Anglerboard Redaktion schrieb:


> *Interessant für alle Abenteurer und Vollblut-Angler! Sportreisen Teltow sucht einen Anlagenbetreuer in Norwegen.*
> 
> Anhang anzeigen 397656
> 
> ...


handwerklich geschickt....
nordisches Klima....


----------



## rippi (2. Februar 2022)

Ich hatte erst Angelabenteurer gelesen und war sofort Feuer und Flamme. Bin recht enttäuscht.


----------



## Lajos1 (2. Februar 2022)

rippi schrieb:


> Ich hatte erst Angelabenteurer gelesen und war sofort Feuer und Flamme. Bin recht enttäuscht.


Hallo,

und ich hatte erst Anlageberater gelesen und habe daher eine Bewerbung ausgeschlossen, denn zu diesen Halbgangstern wollte ich nicht gehören.

Gruß

Lajos


----------



## magi (2. Februar 2022)

"Handwerklich geschickt"...was auch immer das heißen mag. So allein im kahlen Norden, nur Dorschfiletierorxe, die was von einem wollen.


----------



## thanatos (4. Februar 2022)

Traumjob - Hausmeister - Putze - Mechaniker für Bootsmotoren - dazu dir das ewige Gesülze
von irgendwelchen Deppen ertragen - nee die sind mir schon als Mitbewohner auf den S...
gegangen ,habe Begegnungen wo möglich vermieden . Wenn ich als Angestellter da noch 
freundlich sein sollte ---- nee so´n dicket Fell hab ich nicht .


----------



## Seele (4. Februar 2022)

Wo muss ich wann hin kommen?  

Bin ich blöd oder steht es gar nicht drin wo das stattfinden soll?


----------



## buttweisser (4. Februar 2022)

Seele schrieb:


> Wo muss ich wann hin kommen?
> 
> Bin ich blöd oder steht es gar nicht drin wo das stattfinden soll?



Steht doch drin - von März bis Oktober nach Norwegen kommen.


----------



## Brillendorsch (5. Februar 2022)

buttweisser schrieb:


> Steht doch drin - von März bis Oktober nach Norwegen kommen.

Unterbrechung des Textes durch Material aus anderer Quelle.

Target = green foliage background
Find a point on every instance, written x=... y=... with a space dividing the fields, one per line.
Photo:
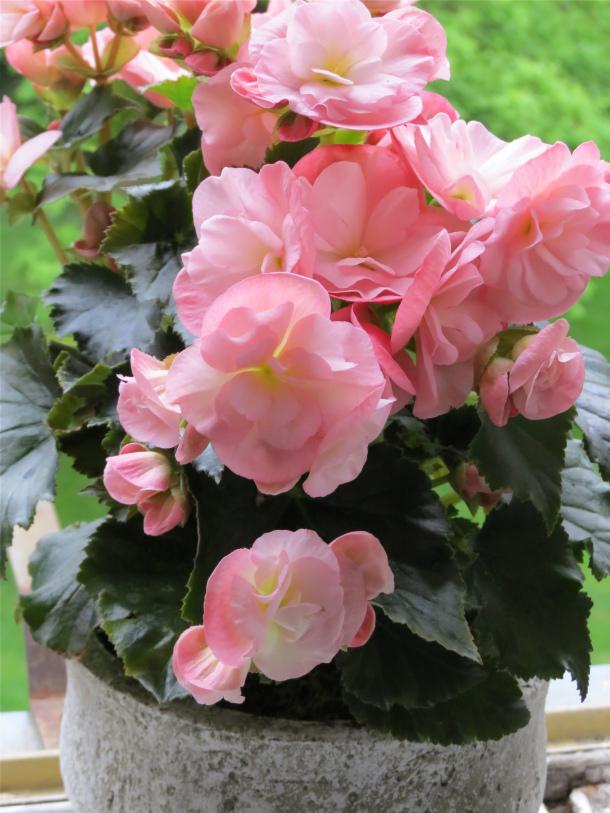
x=537 y=66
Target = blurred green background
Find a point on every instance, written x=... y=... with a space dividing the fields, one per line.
x=520 y=66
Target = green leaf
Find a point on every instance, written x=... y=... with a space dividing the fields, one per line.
x=290 y=151
x=179 y=91
x=59 y=611
x=593 y=409
x=488 y=711
x=230 y=514
x=28 y=457
x=432 y=604
x=585 y=507
x=194 y=170
x=527 y=457
x=18 y=310
x=138 y=583
x=89 y=114
x=396 y=667
x=147 y=236
x=137 y=142
x=533 y=613
x=98 y=307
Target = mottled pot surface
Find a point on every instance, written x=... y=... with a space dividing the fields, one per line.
x=123 y=754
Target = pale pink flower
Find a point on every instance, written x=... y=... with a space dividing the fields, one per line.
x=85 y=13
x=291 y=601
x=462 y=164
x=247 y=223
x=234 y=131
x=16 y=158
x=372 y=227
x=97 y=219
x=543 y=377
x=332 y=62
x=200 y=672
x=41 y=21
x=216 y=23
x=444 y=310
x=139 y=476
x=146 y=412
x=551 y=234
x=279 y=388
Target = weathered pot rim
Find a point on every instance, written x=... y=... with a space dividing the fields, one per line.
x=254 y=725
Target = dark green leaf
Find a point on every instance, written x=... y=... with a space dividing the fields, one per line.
x=98 y=307
x=432 y=603
x=138 y=583
x=527 y=457
x=533 y=613
x=59 y=611
x=396 y=667
x=290 y=151
x=179 y=91
x=147 y=236
x=89 y=114
x=137 y=142
x=488 y=711
x=28 y=457
x=18 y=309
x=593 y=409
x=585 y=507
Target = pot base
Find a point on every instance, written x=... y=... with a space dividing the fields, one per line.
x=120 y=754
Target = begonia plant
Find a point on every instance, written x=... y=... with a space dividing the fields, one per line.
x=309 y=350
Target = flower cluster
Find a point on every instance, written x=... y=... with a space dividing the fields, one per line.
x=283 y=606
x=359 y=250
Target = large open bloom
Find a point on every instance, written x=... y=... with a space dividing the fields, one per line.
x=279 y=388
x=141 y=477
x=15 y=157
x=332 y=62
x=543 y=377
x=247 y=223
x=372 y=227
x=551 y=234
x=462 y=164
x=445 y=311
x=285 y=605
x=234 y=131
x=146 y=412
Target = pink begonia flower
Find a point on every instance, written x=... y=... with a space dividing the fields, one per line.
x=279 y=388
x=16 y=158
x=551 y=234
x=462 y=164
x=332 y=62
x=234 y=131
x=216 y=23
x=200 y=672
x=97 y=219
x=398 y=368
x=445 y=311
x=543 y=378
x=372 y=227
x=41 y=21
x=147 y=414
x=291 y=601
x=138 y=476
x=247 y=223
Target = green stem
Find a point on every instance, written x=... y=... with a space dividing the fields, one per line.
x=41 y=217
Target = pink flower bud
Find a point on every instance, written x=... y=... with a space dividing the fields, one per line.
x=139 y=476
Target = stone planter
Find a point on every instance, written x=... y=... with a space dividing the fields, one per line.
x=122 y=754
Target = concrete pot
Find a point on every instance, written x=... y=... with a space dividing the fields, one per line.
x=123 y=754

hmm, ich dachte zwischen März bis Oktober, 
Das wäre ja was. Bezahlung aber von - bis


----------



## Seele (5. Februar 2022)

Norwegen ist halt groß....


----------



## Lajos1 (5. Februar 2022)

Seele schrieb:


> Norwegen ist halt groß....


Hallo,

vor allem lang, von Lindesnes Fyr bis Kirkenes.

Gruß

Lajos


----------